Herr Präsident, Sie wissen, dass meine Amtszeit als Präsident der Bundesrepublik Deutschland in drei Monaten enden wird. Ihr Land ist also das letzte Land Afrikas, dem ich einen Staatsbesuch abstatte. Ich bin ganz besonders gerne hier, denn ich weiß mich unter Freunden, die bereit sind, die demokratischen Regeln und Verfahrensweisen ernst zu nehmen und danach zu handeln. Sie zeigen damit, dass Demokratie nicht nur etwas "für die Reichen" ist, und Sie widerlegen die These all jener, die sich vor demokratischen Spielregeln fürchten und deshalb behaupten in Afrika könne Demokratie nicht funktionieren. Gerade für Afrika, wo es ja noch nicht überall selbstverständlich ist, dass Verfassungen nicht auf einzelne Personen zugeschnitten werden, ist das ein wichtiges Signal.

Sie, Herr Präsident, haben gegenwärtig den Vorsitz in der Entwicklungsgemeinschaft der Staaten des Südlichen Afrika inne. Diese erfolgreiche Regionalorganisation spielt im politischen Leben des afrikanischen Kontinentes eine herausgehobene Rolle. Auch in Afrika sind heute viele Aspekte des täglichen Lebens nicht mehr an die Grenzen eines Staates gebunden. Dem müssen wir durch verstärkte Zusammenarbeit Rechnung tragen. Nach meiner Überzeugung werden Regionalorganisationen wie die Entwicklungsgemeinschaft des Südlichen Afrika und die Ostafrikanische Gemeinschaft deshalb immer wichtiger.

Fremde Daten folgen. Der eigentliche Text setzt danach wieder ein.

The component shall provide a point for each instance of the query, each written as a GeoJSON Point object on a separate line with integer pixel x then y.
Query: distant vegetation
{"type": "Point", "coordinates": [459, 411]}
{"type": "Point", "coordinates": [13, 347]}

Afrika hat sich mit NePAD, mit dem Programm für die neue Partnerschaft für die Entwicklung Afrikas, ein hohes und ein ehrgeiziges Ziel gesetzt. Die Vision, der dieses Programm folgt, hat starke Ausstrahlungskraft. Wir werden Tansania und alle anderen Staaten Afrikas bei der Umsetzung der Prinzipien und Ziele unterstützen, die in diesem Programm niedergelegt sind.

Erlauben Sie mir, mein Glas zu erheben. Trinken Sie mit mir auf das Wohl von Staatspräsident Mkapa und seiner Frau, auf die Zukunft von Tansania und auf die weitere Vertiefung der Beziehungen zwischen Tansania und Deutschland.